Daylon Daily: Top Place Mindset

First track meet presents new opportunities



Daylon Hicks jumps over the 6-foot-4 bar on Jan. 14 at The Podium in Spokane.

DAYLON HICKS, Evergreen reporter

After the long and strenuous workout I faced throughout the fall semester, all my hard work would come to light in the Spokane Invitational. As I was laying in my bed the night before the competition, I couldn’t help but let my mind wander. It’s crazy to think about how far I have come with this sport. I started to compete in track seriously after my sophomore year of high school after I placed fifth in the California Interscholastic Federation Track and Field Championships.

Before that accomplishment, I was doing track as a hobby, a way to socialize with friends and not  expect much. Fast forward to now, jumping at the collegiate level is astonishing to me. I woke up bright and early at 5 a.m. to prepare for the bus that would depart an hour later. As I walked in the snow, the 20-minute walk I had to face was treacherous.

Despite the snow, my mind was too focused on what I needed to accomplish in this meet. My main goal was to stay consistent throughout my approach to the bar and to stay explosive. I started to feel myself peak during practice, where I was jumping high bars due to my consistency, so I wanted to emphasize that goal and do well before I head back to California for the winter break. 

When I reached my destination outside of Bohler Gym, the goosebumps and nerves came in, but not because of the cold. I always have the tendency to get my nerves out during the bus ride, but because the competition started early at 9 a.m.,  it was hard to feel nervous when I was mainly tired. The majority of the bus ride just centered on getting some rest, but when I woke up, I saw the indoor stadium of the Podium, the indoor facility where I would soon enter competition. 

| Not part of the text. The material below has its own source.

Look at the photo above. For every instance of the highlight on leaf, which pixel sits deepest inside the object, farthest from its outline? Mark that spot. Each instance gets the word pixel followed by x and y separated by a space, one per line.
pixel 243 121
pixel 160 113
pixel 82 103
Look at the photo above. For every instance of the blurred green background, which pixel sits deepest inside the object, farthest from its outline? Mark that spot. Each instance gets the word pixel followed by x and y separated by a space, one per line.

At this point of the trip, my mind was set on my goals, but also on making an impression. The first meet of the season presents the mental challenge of competing against other high jumpers across the country that come from different backgrounds.  

I was focused on myself and doing the best I could. After finishing my warm-up, I only got one practice attempt over the bar due to the bus arriving late. On the first jump at 6 feet 2 inches, everything felt natural and I made it with ease. Coach Derick Hinch said something that would stick with me for the rest of the meet: “That was a great attempt, don’t change anything.” 

Once he said that everything worked out smoothly where I jumped 6 feet 4 inches and 6 feet 6 inches effortlessly on the first attempt. This was the first time in my indoor career that I felt as if I could do no wrong. It was truly poetry in motion how I was arching my back over the bar. Despite the success I was achieving in this meet, I wanted to chase after more and go for a new personal best of 6 feet 8 inches. 

The first attempt was the first miss I had in the meet as I just felt flat because the run was not as strong as my other attempts. My coach instilled his thoughts on making sure that the run stays strong and everything else would work itself out. On the second attempt, the run was much improved, yet I missed it because my spikes barely hit the bar, which was enough for it to drop. I did not receive any advice from my coach, because we both knew what happened, and it came down to mental toughness on the third attempt. 

On the third attempt, the spectators watching and the other athletes in the area disappeared in my mind. It was just me and the bar. I truly felt as if this would be the one, until I came back to reality after a misstep. Even though I missed my goal, which would have been a new indoor personal best, I still won the meet and all the goals that I set for myself came to light. 

I learned to trust myself more in my progress and to take advice from those who wish me well such as my coach. With that meet under my belt, I could rest easy and enjoy the winter break before competition picks up again on Jan. 13.